И, между прочим, так оно и есть.
Это она здесь главная. Это все ее работа. Мы все ее работа. Она, бабушка Лина. Пани Лина, как звали ее соседки. Полина, Поленька — говорили московские подруги по ссылке. Моя родная бабушка, Аполлинария Амброзьевна Довган-Ватаманюк, упокой, Господи, ее душу. Всех расставила по местам. Вот это женщина, с ума сойти.
Я уже в той фазе, когда не чувствуешь усталости, потому что вообще не чувствуешь тела (только поднять его со стула кажется немыслимым трудом, легче здесь и заснуть!), — а голова начинает работать на мерцающе-включенной частоте, и все мысли и впечатления, смешавшись, мчат через нее сплошным огненным потоком, который не успеваешь квантовать, но это удивительное ощущение, хмельное и летучее, как у марафонца на тридцатом километре, — когда открывается второе дыхание и из бог знает каких закромов мозга со страшной силой прут эндорфины, — ощущение, ради которого, наверное, и альпинисты карабкаются на гору, — когда все, до сих пор бывшее таким очевидным, что сливалось с пейзажем, вдруг вспыхивает, как при восходе солнца, только успевай удивляться: и как это я до сих пор не видел, насколько мы все, вся наша семья, такие, какие мы есть, вылеплены бабушкой Линой — ею одной? Как те пасхальные куличи, большие и маленькие, к приготовлению которых она никого не допускала — всегда сама замешивала в кухне тесто, сама лепила и сажала в духовку, а от нас требовалось только ходить по дому тихонько, не прыгать и не топать — чтоб куличи «не сели»…

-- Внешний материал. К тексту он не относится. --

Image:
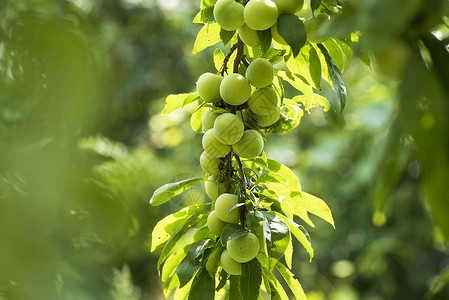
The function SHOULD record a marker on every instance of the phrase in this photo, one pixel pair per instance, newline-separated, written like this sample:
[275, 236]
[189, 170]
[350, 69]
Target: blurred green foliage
[82, 148]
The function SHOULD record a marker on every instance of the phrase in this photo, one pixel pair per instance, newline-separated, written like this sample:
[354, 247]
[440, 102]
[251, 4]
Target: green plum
[229, 264]
[229, 14]
[276, 36]
[268, 120]
[248, 36]
[288, 7]
[260, 14]
[214, 188]
[228, 128]
[263, 101]
[222, 205]
[209, 119]
[214, 224]
[235, 89]
[208, 87]
[213, 147]
[250, 145]
[244, 248]
[313, 26]
[260, 73]
[209, 164]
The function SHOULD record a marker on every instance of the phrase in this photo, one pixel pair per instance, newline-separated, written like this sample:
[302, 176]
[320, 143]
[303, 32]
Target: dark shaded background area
[82, 148]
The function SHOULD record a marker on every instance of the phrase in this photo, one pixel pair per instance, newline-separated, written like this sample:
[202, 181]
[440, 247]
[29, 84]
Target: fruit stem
[242, 175]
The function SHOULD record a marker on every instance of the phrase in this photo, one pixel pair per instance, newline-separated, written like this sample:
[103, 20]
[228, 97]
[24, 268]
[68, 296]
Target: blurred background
[83, 147]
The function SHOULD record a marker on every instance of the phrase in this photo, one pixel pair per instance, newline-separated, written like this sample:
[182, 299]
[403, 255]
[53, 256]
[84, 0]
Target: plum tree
[213, 147]
[244, 248]
[228, 14]
[249, 36]
[209, 119]
[313, 26]
[222, 205]
[260, 14]
[214, 224]
[231, 266]
[268, 120]
[228, 128]
[208, 87]
[260, 73]
[263, 101]
[209, 164]
[288, 7]
[214, 188]
[250, 145]
[235, 89]
[276, 36]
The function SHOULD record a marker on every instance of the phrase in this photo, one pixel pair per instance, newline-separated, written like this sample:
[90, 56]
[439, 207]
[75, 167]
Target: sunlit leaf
[170, 190]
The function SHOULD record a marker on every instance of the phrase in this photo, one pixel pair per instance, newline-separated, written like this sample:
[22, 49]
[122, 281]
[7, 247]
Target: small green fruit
[230, 265]
[208, 87]
[222, 205]
[260, 14]
[250, 145]
[228, 128]
[229, 14]
[235, 89]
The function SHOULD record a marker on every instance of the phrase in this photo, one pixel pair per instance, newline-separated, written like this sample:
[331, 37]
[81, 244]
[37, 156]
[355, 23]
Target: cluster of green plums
[261, 15]
[226, 131]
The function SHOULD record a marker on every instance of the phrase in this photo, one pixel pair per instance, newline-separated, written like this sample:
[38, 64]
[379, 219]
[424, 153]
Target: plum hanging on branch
[246, 229]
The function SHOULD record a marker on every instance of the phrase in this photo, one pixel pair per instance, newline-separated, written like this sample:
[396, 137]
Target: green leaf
[196, 120]
[298, 232]
[170, 190]
[203, 286]
[314, 4]
[293, 284]
[337, 78]
[176, 236]
[185, 271]
[208, 35]
[175, 101]
[317, 207]
[250, 280]
[226, 36]
[292, 29]
[168, 225]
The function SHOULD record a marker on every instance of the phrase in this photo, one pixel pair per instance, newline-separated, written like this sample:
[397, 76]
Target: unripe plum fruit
[214, 188]
[229, 264]
[250, 145]
[263, 101]
[248, 36]
[260, 73]
[260, 14]
[222, 205]
[209, 164]
[276, 36]
[229, 14]
[313, 26]
[235, 89]
[268, 120]
[208, 87]
[288, 7]
[214, 224]
[228, 128]
[244, 248]
[213, 147]
[209, 119]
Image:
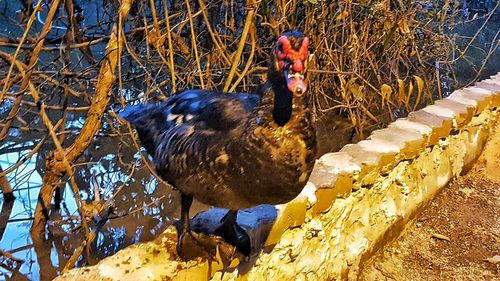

И откуда-то я помню это удивление (гордость, восторг…) — от того, что родной человек (женщина! слабое существо, как ты привык думать…) внезапно вырастает у тебя в глазах до грандиозного масштаба, а ты стоишь как пень (лес, снег, еловые ветви…) и тащишься от изумления: как она смогла? Такая маленькая… (Бабушка головой мне до груди доставала!)
— …та коричневая тетрадь, — достигает моего сознания папин голос, — где она заметки делала для воспоминаний…
Этот легкий когнитивный диссонанс меня, наконец, пробуждает:
— Коричневая тетрадь? — удивляюсь я почти уже осмысленно. — Бабушкина? Та, с криптограммами? А разве она не темно-зеленая?
Я мог бы поклясться, что она темно-зеленая. Как сейчас ее вижу: обложка изумрудно-травяного цвета, а внутри около двух десятков страниц, испещренных загадочными сокращениями — словно шифром какой-то провалившейся разведки.
— Да что ж ты все позабыл! — сердится папа. — Я же вам показывал, когда вы снимать приезжали, — коричневая тетрадь, толстая, в коленкоровой обложке, вон она у меня на бюро лежит!..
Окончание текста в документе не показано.